Food Engineering

Field Report: Prime pump

March 22, 2003
Progressing cavity pumps help limit waste and improve productivity at a coastal fishery



In the seafood industry, fish must be processed as quickly as possible after they are caught to maintain optimum freshness on their way to market. That's why an anchovy fishery along Peru's Pacific coast operates close to shore.

In the past, centrifugal pumps and a 20-in. pipeline were used to transfer fish from barges to the fishery's processing facility. While the pumps maintained a 70:30 seawater-to-fish ratio and a 10 percent damage rate, the fishery needed a better solution to the transfer process in order to remain competitive. Hence, it contacted progressing cavity pump manufacturer, Moyno, Inc., to explore alternatives.

Moyno's progressing cavity pump provides positive displacement, and moves a known quantity of liquid with each revolution of its rotor, which is a single-threaded screw turning eccentrically within a double threaded nut (stator). This configuration is referred to as a 1:2 element profile because there is one lead on the rotor and two leads on the stator. Although the 1:2 element profile is commonplace in most progressing cavity pumps, any configuration is possible as long as the number of leads on the rotor is N and the number of leads on the stator is N+1.

Typically, the rotor is formed from hardened tool steel, chrome plated for abrasion and corrosion resistance. The elastomeric stator creates a compression fit with the rotor to form a series of cavities defined by areas of contact known as seal lines. As material present in the pumped fluid becomes impinged on the seal lines, the elastomeric stator flexes, allowing it to pass without severely abrading the rotor or stator. As such, the PC pump is able to maintain its performance consistently over a long period of time. The pump cavities are 180 degrees apart from one another and progress from the suction end to the discharge end of the stator. With 1:2 profile elements, the first cavity opens at the same rate the second cavity closes, providing a repeatable, pulsation-less flow rate. The compression fit eliminates any clearance requirements, resulting in maximum volumetric efficiencies at both high- and low-fluid viscosities. The same technology that allows the progressing cavity pump to transfer everything from clear liquids to the most viscous, solids-laden sludges and slurries gives it the ability to handle live fish.

After a consultation between fishery and members of the manufacturer's engineering staff, a design for a customized progressing cavity "fish pump" was finalized, based upon the end user's requirements. The redesigned pump features an angled suction housing that provides the fish with a smoother path of entry into the elements of the pump. The pump transfers the seawater/fish combination at a rate of 1600 gpm (363 m3/hr) with pressures up to 60 psi (4 bar).

The new pump generates the target flow rate and operating pressure without excessive operating speed for decreased power consumption. When combined with the large pump cavities that form when the rotor turns within the stator, it allows the fish to move easily through the pump with limited damage. The spiral flow path the fish follow through the pump is not far removed from a straight line, further contributing to their gentle handling. The pump can move a higher amount of fish with less water through the long pipeline.
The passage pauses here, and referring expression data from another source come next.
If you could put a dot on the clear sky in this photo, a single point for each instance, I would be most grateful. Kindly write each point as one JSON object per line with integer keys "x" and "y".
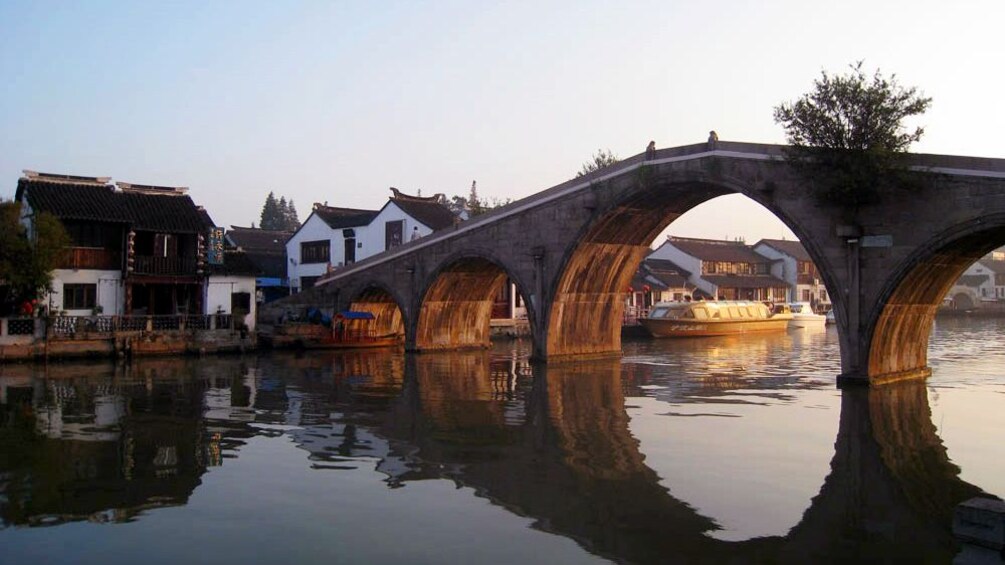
{"x": 338, "y": 101}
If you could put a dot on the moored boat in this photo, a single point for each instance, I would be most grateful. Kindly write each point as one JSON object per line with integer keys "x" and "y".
{"x": 804, "y": 317}
{"x": 712, "y": 318}
{"x": 348, "y": 330}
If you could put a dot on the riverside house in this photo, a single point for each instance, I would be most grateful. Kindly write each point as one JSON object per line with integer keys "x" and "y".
{"x": 723, "y": 269}
{"x": 332, "y": 237}
{"x": 137, "y": 275}
{"x": 792, "y": 263}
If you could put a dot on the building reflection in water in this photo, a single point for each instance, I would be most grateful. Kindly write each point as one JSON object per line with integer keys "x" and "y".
{"x": 108, "y": 442}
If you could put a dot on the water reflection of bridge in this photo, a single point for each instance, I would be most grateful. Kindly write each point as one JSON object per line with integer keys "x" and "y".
{"x": 556, "y": 447}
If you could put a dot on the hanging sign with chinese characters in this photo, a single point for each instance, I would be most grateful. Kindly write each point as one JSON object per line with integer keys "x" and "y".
{"x": 214, "y": 254}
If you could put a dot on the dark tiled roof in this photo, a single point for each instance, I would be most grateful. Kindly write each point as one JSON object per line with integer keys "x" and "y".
{"x": 253, "y": 239}
{"x": 270, "y": 264}
{"x": 431, "y": 213}
{"x": 235, "y": 262}
{"x": 73, "y": 201}
{"x": 667, "y": 271}
{"x": 206, "y": 220}
{"x": 641, "y": 279}
{"x": 745, "y": 281}
{"x": 338, "y": 218}
{"x": 790, "y": 247}
{"x": 170, "y": 213}
{"x": 973, "y": 279}
{"x": 997, "y": 267}
{"x": 717, "y": 250}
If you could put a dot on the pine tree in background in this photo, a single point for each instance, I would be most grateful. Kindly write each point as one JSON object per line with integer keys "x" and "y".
{"x": 270, "y": 214}
{"x": 292, "y": 221}
{"x": 278, "y": 214}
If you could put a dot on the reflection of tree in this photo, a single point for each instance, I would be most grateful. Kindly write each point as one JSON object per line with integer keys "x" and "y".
{"x": 891, "y": 490}
{"x": 94, "y": 464}
{"x": 556, "y": 447}
{"x": 574, "y": 467}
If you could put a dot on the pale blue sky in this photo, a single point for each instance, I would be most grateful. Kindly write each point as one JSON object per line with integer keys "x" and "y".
{"x": 338, "y": 101}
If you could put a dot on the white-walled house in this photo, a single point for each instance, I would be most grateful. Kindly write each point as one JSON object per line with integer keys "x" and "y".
{"x": 332, "y": 237}
{"x": 230, "y": 289}
{"x": 792, "y": 263}
{"x": 329, "y": 237}
{"x": 723, "y": 269}
{"x": 982, "y": 284}
{"x": 135, "y": 249}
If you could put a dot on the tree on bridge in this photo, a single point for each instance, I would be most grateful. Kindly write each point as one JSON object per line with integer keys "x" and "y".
{"x": 602, "y": 158}
{"x": 848, "y": 133}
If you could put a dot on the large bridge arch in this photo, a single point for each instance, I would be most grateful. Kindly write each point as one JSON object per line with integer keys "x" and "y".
{"x": 898, "y": 333}
{"x": 556, "y": 242}
{"x": 454, "y": 305}
{"x": 586, "y": 311}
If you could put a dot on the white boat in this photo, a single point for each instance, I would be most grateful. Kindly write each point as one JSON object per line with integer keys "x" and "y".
{"x": 713, "y": 318}
{"x": 804, "y": 317}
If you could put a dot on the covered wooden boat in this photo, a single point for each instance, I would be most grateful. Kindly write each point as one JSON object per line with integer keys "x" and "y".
{"x": 713, "y": 318}
{"x": 347, "y": 330}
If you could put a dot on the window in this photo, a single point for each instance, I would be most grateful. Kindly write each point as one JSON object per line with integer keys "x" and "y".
{"x": 240, "y": 302}
{"x": 79, "y": 297}
{"x": 315, "y": 251}
{"x": 90, "y": 234}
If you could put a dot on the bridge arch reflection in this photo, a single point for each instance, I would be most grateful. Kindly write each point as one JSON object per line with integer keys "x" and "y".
{"x": 553, "y": 443}
{"x": 900, "y": 331}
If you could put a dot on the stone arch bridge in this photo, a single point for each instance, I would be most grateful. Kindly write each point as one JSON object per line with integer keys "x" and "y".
{"x": 573, "y": 248}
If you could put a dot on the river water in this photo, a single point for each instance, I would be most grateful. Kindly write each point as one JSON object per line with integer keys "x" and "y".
{"x": 711, "y": 449}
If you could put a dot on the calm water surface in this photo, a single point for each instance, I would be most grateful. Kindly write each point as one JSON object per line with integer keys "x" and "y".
{"x": 700, "y": 450}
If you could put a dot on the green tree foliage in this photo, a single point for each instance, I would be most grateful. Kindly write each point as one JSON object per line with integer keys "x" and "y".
{"x": 848, "y": 136}
{"x": 602, "y": 158}
{"x": 278, "y": 214}
{"x": 473, "y": 204}
{"x": 27, "y": 260}
{"x": 270, "y": 218}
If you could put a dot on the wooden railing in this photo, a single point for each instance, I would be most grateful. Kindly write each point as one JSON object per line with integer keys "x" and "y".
{"x": 148, "y": 264}
{"x": 91, "y": 257}
{"x": 632, "y": 314}
{"x": 71, "y": 326}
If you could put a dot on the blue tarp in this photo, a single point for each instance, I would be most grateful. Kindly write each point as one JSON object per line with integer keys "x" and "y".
{"x": 350, "y": 315}
{"x": 316, "y": 316}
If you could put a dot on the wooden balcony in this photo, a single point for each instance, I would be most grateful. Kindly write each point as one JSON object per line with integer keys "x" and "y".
{"x": 91, "y": 257}
{"x": 145, "y": 264}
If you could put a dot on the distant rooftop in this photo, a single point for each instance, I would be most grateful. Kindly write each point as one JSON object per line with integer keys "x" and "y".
{"x": 716, "y": 249}
{"x": 790, "y": 247}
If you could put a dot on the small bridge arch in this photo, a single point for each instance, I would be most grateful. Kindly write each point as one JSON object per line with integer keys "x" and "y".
{"x": 898, "y": 333}
{"x": 454, "y": 306}
{"x": 380, "y": 301}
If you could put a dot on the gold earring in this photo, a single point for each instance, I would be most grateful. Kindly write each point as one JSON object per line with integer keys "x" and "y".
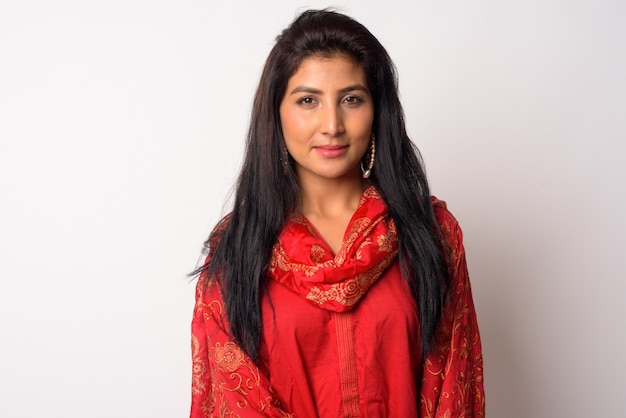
{"x": 368, "y": 172}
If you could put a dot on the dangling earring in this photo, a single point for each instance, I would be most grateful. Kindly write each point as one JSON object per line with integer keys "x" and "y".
{"x": 284, "y": 158}
{"x": 368, "y": 172}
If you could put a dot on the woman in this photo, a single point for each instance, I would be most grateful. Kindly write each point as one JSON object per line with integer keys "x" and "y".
{"x": 337, "y": 287}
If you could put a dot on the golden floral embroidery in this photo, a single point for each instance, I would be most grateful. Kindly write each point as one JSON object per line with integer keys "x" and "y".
{"x": 280, "y": 260}
{"x": 350, "y": 291}
{"x": 229, "y": 357}
{"x": 317, "y": 254}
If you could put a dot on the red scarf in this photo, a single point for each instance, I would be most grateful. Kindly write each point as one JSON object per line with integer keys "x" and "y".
{"x": 303, "y": 261}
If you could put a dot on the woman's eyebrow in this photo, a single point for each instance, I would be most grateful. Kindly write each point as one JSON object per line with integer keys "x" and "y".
{"x": 305, "y": 89}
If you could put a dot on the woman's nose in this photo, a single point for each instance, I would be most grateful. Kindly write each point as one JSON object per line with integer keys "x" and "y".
{"x": 331, "y": 122}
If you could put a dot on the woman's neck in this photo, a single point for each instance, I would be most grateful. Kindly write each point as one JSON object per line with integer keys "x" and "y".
{"x": 329, "y": 206}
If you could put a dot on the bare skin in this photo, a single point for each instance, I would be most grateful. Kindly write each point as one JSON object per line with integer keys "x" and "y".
{"x": 327, "y": 115}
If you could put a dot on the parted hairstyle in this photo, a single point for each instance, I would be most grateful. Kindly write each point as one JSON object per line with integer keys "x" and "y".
{"x": 267, "y": 189}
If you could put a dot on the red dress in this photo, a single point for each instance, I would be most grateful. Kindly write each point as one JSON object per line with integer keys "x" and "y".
{"x": 340, "y": 333}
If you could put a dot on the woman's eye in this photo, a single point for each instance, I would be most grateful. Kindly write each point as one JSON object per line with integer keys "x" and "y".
{"x": 353, "y": 100}
{"x": 306, "y": 101}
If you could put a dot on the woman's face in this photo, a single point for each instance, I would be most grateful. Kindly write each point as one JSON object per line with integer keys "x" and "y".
{"x": 327, "y": 115}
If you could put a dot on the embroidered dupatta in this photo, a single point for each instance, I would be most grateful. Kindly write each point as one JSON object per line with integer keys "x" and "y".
{"x": 227, "y": 383}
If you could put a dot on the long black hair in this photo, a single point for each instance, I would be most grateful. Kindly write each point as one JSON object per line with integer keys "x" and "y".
{"x": 267, "y": 189}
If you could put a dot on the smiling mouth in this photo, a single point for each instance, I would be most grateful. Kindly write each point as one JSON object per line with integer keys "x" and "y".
{"x": 331, "y": 151}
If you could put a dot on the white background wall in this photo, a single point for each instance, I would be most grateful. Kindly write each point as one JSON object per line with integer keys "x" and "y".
{"x": 121, "y": 131}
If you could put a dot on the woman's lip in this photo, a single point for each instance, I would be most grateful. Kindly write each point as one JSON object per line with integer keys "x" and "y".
{"x": 331, "y": 151}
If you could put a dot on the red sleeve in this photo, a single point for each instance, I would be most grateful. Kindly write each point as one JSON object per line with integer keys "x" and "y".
{"x": 225, "y": 381}
{"x": 453, "y": 372}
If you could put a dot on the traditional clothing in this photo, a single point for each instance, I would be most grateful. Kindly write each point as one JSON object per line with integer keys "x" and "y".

The pump specified includes an exclusive crowned gear-type universal joint drive train called Ultra-Drive that is only manufactured by Moyno, and is engineered to effectively manage the intense torque and thrust forces associated with moving the heavy fish/water combination. Developed in the 1960's, the joint provides continuous performance without maintenance over an extended period of time, as thousands of installations have demonstrated. Torque is transmitted through line contact between the hardened crowned teeth of the ring gear and mating, spherical gear ball. Thrust forces are transmitted through the gear ball to matching bronze thrust plates positioned on each side of the ball, making the universal joint bi-directional. The thrust plates are keyed - as is the hardened outer gear - to the rotor head or shaft. The gear ball is driven by the connecting rod through a flat root involute spline and kept in position by a lock nut. Since the proprietary Ultra-Drive crowned gear universal joint is designed to transmit torque and thrust forces across a larger surface area, it exhibits relatively low compressive stresses at the points of contact for consistent performance and long life.

The joint is almost totally encapsulated in a metal containment shell leaving very little of the bellows seal exposed to the pumpage. Long life lubrication is achieved as the joint is packed with extreme pressure grease that under proper load need not be replaced for years.

With installation of the new progressing cavity pumps completed, the barges pump at a 30:70 seawater-to-fish ratio with a 5 percent damage rate. The customer is pleased since the higher flow rate, decreased product damage and lower seawater content allow it to process more fish in less time, produce a higher quality end-product and reduce waste.